Virginia Police Officers Protected Sex Trafficking Ring In Exchange For Free Sex With Trafficked Women
The five officers allegedly conspired to protect the traffickers.
A federal lawsuit filed against police officers in Virginia’s Fairfax County alleges that police officers protected a sex trafficking ring for years in exchange for sex from the victims.
Civil rights attorney Victor Glasberg filed the lawsuit on behalf of a Costa Rican woman who is being identified as ‘Jane Doe.’
The suit claims that the county's police officers allowed the sex trafficking ring to operate in exchange for free sex with the trafficked women.
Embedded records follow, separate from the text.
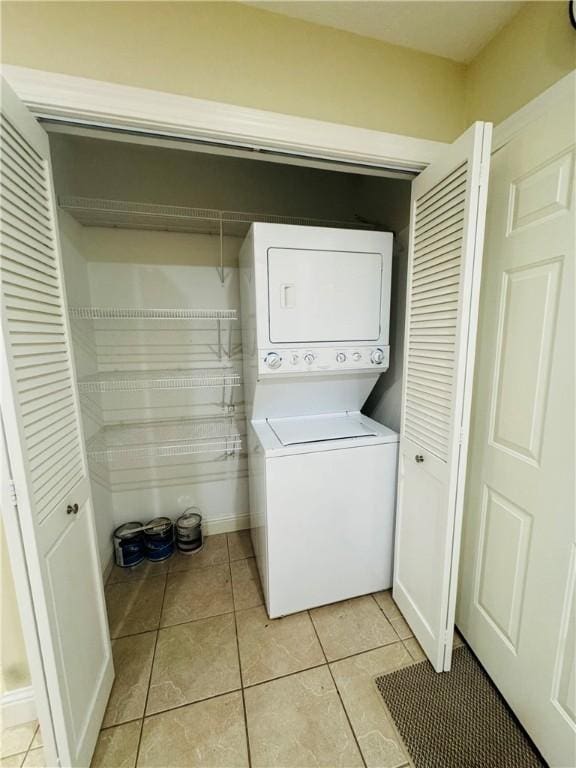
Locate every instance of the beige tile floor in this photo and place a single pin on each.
(205, 678)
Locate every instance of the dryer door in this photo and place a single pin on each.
(324, 296)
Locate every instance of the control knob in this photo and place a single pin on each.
(273, 360)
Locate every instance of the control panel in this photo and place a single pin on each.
(317, 360)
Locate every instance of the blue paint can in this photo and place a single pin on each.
(129, 547)
(159, 539)
(189, 537)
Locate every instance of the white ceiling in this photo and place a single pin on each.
(456, 29)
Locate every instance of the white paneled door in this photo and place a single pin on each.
(517, 591)
(446, 236)
(45, 448)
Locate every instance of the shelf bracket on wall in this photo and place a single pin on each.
(228, 405)
(221, 244)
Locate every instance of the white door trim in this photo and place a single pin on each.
(95, 102)
(508, 128)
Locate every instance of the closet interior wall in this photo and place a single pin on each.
(131, 266)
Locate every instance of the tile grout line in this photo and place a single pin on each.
(151, 670)
(337, 691)
(239, 662)
(254, 685)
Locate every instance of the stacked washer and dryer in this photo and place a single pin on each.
(315, 324)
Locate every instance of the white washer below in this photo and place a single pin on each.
(322, 492)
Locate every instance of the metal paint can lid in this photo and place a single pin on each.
(159, 526)
(128, 531)
(189, 519)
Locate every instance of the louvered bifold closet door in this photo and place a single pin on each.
(433, 317)
(40, 414)
(446, 236)
(35, 324)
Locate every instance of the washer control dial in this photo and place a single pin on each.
(273, 360)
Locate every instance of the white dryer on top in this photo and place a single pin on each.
(315, 324)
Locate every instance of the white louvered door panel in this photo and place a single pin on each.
(45, 447)
(446, 236)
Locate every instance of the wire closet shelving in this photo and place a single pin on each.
(129, 443)
(135, 381)
(98, 212)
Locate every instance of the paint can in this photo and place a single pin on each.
(159, 539)
(129, 547)
(189, 537)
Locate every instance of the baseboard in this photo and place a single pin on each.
(226, 524)
(18, 707)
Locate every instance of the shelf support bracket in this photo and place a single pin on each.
(221, 244)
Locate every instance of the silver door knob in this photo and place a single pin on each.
(273, 360)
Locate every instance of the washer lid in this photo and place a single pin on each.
(314, 429)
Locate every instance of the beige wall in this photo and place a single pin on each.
(530, 54)
(242, 55)
(13, 663)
According to the suit, which names five defendants including two supervisory officers, a police captain, a police lieutenant, and a chief of police, the officers would tip off the trafficking ring to suspend its online advertisements in advance of sting operations run by the police.
The complaint states that some of them “secured sexual services from trafficked women, and may also have extorted money from the ring’s leadership.”
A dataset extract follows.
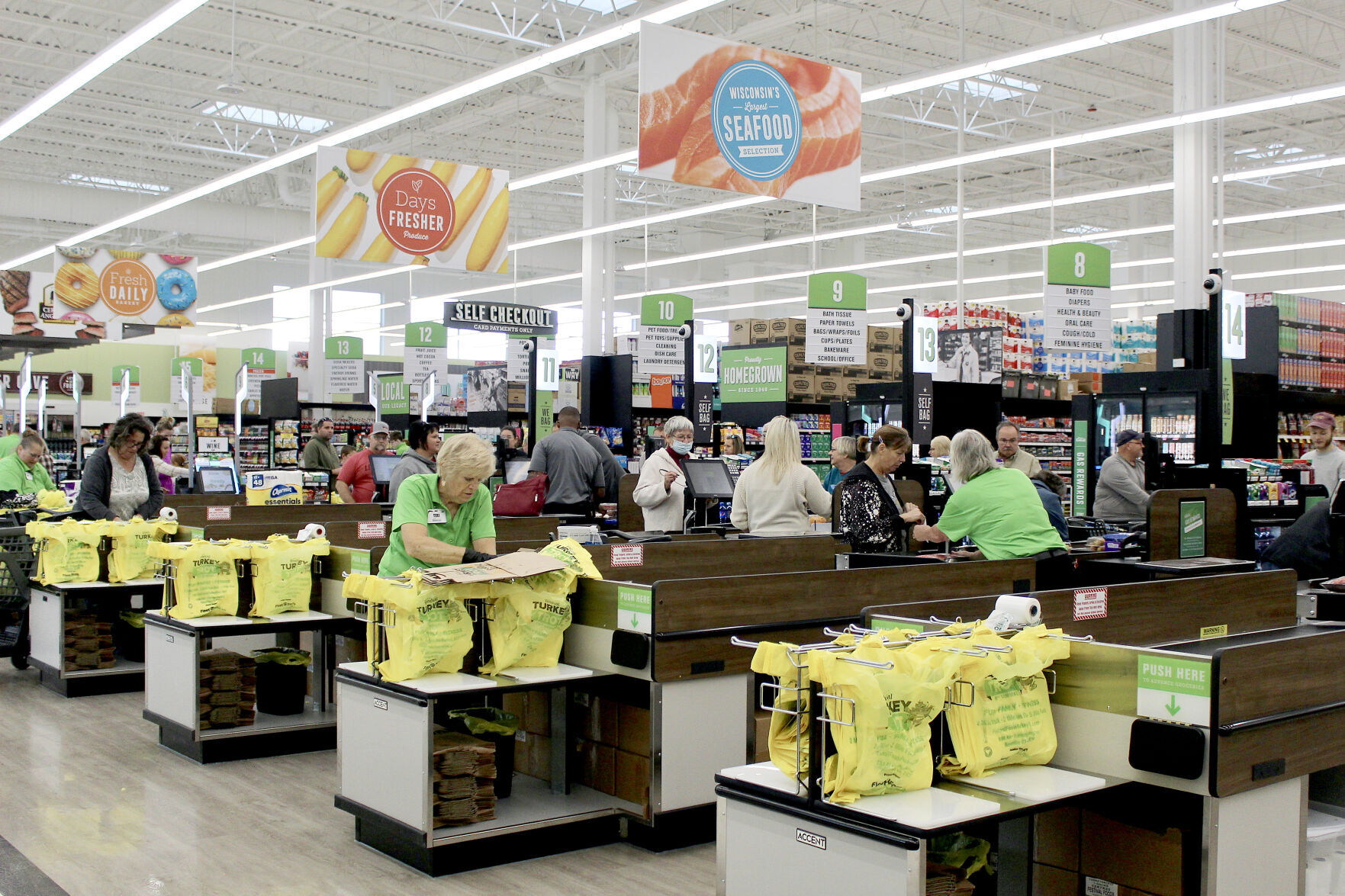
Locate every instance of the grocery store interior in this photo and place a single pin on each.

Officers also allegedly worked to undermine an investigation into the trafficking ring that was spearheaded by detective William Woolf and were reportedly hostile towards him as he honed in on the operation.
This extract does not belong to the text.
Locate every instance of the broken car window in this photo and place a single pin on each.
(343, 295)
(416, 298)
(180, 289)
The lawsuit states that Woolf’s direct supervisor, identified as Michael Barbazette, would call Woolf a “social worker” and introduced strict restrictions on Woolf, like requiring daily reports from him and denying overtime work.
A police lieutenant conducted an investigatory interview with Woolf in 2016, in which the lieutenant told Woolf, “he would be branded a liar and his career at Fairfax County Police Department and in law enforcement would be over” if he continued with his investigation.
“If you keep your mouth shut and don't utter the words 'human trafficking' again, all this will disappear, everything will go away, and all the paperwork will disappear,” the lieutenant was quoted telling Woolf in the lawsuit.
“Police officials regularly derided the notion that trafficked women were victims, insisting instead that they were simply prostitutes willingly engaged in unlawful commercial activity,” the lawsuit read.
Glasberg said that he tried for months to negotiate with the county to avoid filing a lawsuit because he believes a trial will be an emotional burden for his client.
“I begged the county to resolve this without litigation. I said, 'Let's get some accountability here,'” Glasberg told AP. "In the end they told me to go pound sand."
According to the lawsuit, the Costa Rican woman was recruited in Costa Rica to come to America and work as an escort.
The woman said her work as an escort was supposed to consist of going on dates with wealthy men.
However, when the woman arrived in the U.S. in late 2010, the woman who ran the sex trafficking ring, Hazel Sanchez, allegedly took her passport and forced her to engage in commercial sex.
When the woman said she wanted to leave, Sanchez reportedly threatened to harm the woman’s family in Costa Rica, or tell them that she was a prostitute.
Prosecutors in Sanchez's case revealed that women in Sanchez’s operation were required to have sex with up to seventeen customers a day and instructed to comply with requests even for particularly humiliating or dangerous sex acts.
Sanchez pleaded guilty in federal court to running a prostitution ring and was sentenced to over two years in prison.